"Ces gens-là (les théologiens romains)..., en sont encore à avant Galilee: ils ne comprennent pas que l'Univers, tel que tout le monde (suf eux) le voit aujord'hui, a une "organicité" qui interdit certaines imaginations...tout en ouvrant par compensation à notre pensee des possibilites magnifiques de solutions nouvelles."
Teilhard to Mme. Raphael, 30 August 1950
Pierre Teilhard de Chardin, paleontologist and philosopher, was born 1 May 1881 at Sarcenat, in the Department of Puy de Dôin France, and educated at the College of Mongré in Villefranche-sur-Saône.
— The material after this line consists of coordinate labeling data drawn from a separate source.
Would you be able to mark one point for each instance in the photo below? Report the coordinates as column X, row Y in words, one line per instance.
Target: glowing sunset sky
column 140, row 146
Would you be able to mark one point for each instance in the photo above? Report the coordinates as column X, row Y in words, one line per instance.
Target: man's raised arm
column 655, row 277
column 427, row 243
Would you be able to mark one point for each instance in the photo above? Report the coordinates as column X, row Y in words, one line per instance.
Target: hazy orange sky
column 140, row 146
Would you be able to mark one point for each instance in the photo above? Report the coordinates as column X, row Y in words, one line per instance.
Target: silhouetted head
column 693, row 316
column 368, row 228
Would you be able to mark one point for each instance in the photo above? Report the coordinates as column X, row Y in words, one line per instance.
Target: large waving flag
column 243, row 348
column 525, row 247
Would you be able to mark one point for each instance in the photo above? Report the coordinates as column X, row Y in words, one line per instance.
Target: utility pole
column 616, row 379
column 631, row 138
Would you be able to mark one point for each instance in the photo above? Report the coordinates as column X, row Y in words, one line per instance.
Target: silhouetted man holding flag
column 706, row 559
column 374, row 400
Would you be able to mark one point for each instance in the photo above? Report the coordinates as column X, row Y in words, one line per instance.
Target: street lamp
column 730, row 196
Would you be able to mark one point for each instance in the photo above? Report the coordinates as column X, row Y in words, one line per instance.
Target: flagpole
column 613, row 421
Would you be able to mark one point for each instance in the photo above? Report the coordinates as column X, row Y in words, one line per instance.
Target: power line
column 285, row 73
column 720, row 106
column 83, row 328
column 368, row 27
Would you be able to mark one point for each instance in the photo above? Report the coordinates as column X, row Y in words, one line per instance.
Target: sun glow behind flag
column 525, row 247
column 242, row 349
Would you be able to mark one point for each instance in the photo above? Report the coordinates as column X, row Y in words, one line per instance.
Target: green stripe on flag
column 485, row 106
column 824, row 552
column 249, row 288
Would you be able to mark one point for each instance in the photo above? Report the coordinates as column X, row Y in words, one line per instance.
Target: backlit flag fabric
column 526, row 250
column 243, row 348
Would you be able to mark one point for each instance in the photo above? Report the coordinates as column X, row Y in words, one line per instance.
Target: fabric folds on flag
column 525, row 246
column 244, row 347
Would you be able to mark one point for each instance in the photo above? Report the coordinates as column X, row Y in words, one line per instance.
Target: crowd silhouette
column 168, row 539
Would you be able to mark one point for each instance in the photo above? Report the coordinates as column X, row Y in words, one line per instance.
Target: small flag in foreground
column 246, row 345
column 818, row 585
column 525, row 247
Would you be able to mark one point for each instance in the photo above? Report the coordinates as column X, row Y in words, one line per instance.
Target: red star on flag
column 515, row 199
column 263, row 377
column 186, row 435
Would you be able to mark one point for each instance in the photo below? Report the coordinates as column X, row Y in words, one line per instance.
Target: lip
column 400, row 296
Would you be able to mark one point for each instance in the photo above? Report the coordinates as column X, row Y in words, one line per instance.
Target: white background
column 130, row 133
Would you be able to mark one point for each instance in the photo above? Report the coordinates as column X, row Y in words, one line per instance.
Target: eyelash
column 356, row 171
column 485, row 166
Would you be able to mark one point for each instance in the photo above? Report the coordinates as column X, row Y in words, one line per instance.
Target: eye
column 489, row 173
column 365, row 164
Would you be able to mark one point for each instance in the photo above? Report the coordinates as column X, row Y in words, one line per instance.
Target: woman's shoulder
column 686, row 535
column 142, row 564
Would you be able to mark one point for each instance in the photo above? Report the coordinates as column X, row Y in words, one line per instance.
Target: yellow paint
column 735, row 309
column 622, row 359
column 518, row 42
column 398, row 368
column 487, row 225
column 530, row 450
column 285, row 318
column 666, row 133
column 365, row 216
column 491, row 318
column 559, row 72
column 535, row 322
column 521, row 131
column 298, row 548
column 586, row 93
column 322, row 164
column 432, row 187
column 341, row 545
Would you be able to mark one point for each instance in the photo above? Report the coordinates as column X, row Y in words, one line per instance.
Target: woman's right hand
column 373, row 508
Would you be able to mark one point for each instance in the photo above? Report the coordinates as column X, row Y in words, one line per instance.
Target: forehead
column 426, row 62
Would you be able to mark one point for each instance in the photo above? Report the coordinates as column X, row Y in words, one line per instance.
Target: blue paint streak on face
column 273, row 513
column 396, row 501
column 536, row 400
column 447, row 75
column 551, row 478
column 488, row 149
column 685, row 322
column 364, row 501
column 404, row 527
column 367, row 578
He entered the Society of Jesus in 1899 at Aix-en-Provence and was ordained a priest in 1911. From 1912-1914 he studied paleontology under Marcellin Boule in Paris.
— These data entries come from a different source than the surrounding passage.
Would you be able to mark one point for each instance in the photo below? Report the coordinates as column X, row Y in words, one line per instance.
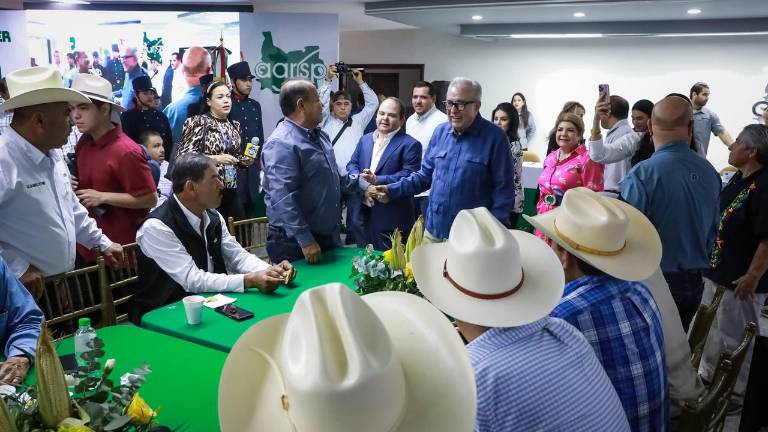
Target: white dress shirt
column 422, row 127
column 41, row 220
column 158, row 241
column 331, row 125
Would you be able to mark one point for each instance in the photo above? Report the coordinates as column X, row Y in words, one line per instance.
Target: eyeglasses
column 460, row 105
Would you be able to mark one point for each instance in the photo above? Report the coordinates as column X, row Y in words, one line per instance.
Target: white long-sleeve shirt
column 331, row 125
column 41, row 219
column 158, row 242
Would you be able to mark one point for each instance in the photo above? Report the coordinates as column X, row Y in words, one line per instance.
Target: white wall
column 549, row 72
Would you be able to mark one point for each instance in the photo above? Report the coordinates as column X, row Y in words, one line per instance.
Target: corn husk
column 6, row 421
column 414, row 238
column 53, row 396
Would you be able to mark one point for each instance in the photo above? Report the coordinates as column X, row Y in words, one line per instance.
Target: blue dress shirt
column 20, row 318
column 622, row 323
column 302, row 186
column 468, row 170
column 679, row 192
column 542, row 376
column 177, row 112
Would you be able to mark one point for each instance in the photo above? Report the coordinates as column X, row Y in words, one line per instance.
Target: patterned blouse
column 211, row 136
column 558, row 176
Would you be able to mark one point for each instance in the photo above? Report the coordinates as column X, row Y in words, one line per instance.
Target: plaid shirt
column 622, row 323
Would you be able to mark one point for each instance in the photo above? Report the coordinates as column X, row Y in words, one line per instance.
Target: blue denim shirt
column 20, row 318
column 302, row 186
column 678, row 191
column 465, row 171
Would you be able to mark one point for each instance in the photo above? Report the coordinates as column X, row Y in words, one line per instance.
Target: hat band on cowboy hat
column 477, row 295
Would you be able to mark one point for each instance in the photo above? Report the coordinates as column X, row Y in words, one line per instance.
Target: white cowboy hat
column 488, row 275
column 36, row 86
column 384, row 362
column 606, row 233
column 96, row 88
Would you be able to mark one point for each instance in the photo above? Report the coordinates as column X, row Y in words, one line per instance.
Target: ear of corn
column 6, row 421
column 53, row 397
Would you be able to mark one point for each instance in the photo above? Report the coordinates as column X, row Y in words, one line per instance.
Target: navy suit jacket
column 401, row 157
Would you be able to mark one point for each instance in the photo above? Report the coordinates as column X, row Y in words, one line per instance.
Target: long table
column 184, row 381
column 219, row 332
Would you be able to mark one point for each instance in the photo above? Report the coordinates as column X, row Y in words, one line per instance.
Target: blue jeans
column 686, row 288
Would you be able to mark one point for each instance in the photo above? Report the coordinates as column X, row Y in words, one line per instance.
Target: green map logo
column 277, row 66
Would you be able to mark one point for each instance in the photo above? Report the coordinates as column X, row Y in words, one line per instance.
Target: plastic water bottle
column 83, row 336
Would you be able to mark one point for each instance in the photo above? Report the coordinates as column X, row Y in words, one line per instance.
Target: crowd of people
column 634, row 227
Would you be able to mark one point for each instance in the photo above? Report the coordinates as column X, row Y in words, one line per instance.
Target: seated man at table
column 20, row 321
column 185, row 247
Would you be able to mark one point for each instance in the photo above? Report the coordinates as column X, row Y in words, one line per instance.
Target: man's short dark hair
column 290, row 93
column 189, row 167
column 428, row 85
column 619, row 107
column 698, row 88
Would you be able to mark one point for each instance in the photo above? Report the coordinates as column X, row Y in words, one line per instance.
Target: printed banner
column 281, row 46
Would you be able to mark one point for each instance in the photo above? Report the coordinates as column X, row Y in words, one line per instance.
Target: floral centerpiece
column 391, row 270
column 95, row 404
After a period of teaching in Cairo, service in World War I as a stretcher-bearer, and further teaching at the Institut Catholique in Paris, Teilhard began a series of visits to China. He spent the greater part of the period from 1923 to 1947 in China, Mongolia and Southeast Asia, participating in a number of geological and paleological expeditions. During this period he was involved with the discovery and research on Peking Man (Sinanthropos), as well as projects on the fauna and artifacts of a number of sites where early Man was found.
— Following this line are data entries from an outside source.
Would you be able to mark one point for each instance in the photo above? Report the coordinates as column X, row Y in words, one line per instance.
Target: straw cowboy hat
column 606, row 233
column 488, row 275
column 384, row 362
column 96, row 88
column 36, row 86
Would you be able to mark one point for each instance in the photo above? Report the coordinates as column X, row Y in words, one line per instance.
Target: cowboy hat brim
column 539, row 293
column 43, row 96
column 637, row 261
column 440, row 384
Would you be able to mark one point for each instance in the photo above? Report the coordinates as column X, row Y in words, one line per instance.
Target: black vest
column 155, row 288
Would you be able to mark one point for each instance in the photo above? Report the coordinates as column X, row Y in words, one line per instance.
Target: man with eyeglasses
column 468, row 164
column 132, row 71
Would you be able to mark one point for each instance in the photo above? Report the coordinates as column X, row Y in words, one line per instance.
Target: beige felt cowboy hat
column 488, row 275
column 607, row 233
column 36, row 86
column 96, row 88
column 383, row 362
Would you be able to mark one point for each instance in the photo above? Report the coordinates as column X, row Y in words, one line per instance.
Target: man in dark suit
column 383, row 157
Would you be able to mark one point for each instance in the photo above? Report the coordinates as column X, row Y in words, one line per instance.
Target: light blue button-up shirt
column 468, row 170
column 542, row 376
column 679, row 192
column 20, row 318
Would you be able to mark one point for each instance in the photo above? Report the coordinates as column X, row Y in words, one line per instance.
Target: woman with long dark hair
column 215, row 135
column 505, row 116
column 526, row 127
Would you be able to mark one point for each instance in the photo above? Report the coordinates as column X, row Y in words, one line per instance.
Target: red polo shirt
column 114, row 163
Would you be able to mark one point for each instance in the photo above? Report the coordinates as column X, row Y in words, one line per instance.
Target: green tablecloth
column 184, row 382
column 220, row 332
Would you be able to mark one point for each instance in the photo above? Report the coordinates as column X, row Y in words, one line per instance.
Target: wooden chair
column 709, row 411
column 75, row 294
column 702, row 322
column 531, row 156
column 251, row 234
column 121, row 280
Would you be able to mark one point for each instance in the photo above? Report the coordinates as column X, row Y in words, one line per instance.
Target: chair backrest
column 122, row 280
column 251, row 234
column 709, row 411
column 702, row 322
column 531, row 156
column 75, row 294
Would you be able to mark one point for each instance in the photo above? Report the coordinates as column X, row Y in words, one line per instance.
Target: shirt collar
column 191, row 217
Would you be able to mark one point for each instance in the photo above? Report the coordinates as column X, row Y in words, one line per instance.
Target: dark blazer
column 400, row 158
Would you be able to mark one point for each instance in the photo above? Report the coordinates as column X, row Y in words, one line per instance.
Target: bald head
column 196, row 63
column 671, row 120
Throughout his life, Teilhard published a large number of articles and monographs on his expeditions and research. His best known works, however, are the relatively few, later, philosophical works he wrote to synthesize his paleological research with his Christian faith. Teilhard's most important philosophical work, The Phenomenon of Man, "effected a threefold synthesis--of the material and physical world with the world of mind and spirit; of the past with the future; and of variety with unity, the many with the one" (Sir Julian Huxley).
Because the Church had difficulty understanding his radical synthesis of scientific evolution and theology, Teilhard was forbidden from publishing or lecturing on his philosophy from the 1940's; The Phenomenon of Man was not released until after his death, in 1959. Despite the ecclesiastical disapproval of his philosophy, Teilhard continued to work and to write on scientific subjects. He made a number of trips to South Africa during the 1950's, and worked for a time with the Wenner-Gren Foundation in New York. He died in New York on 10 April 1955.
These letters are an important source for tracing Teilhard's movements during the 1940's, and also for the many expressions of his philosophy found in them. In a number of letters, Teilhard describes his thoughts on a new, broader "Science of Man" to replace anthropology; one can also find expressions of his disappointment with the Church's view of his philosophy.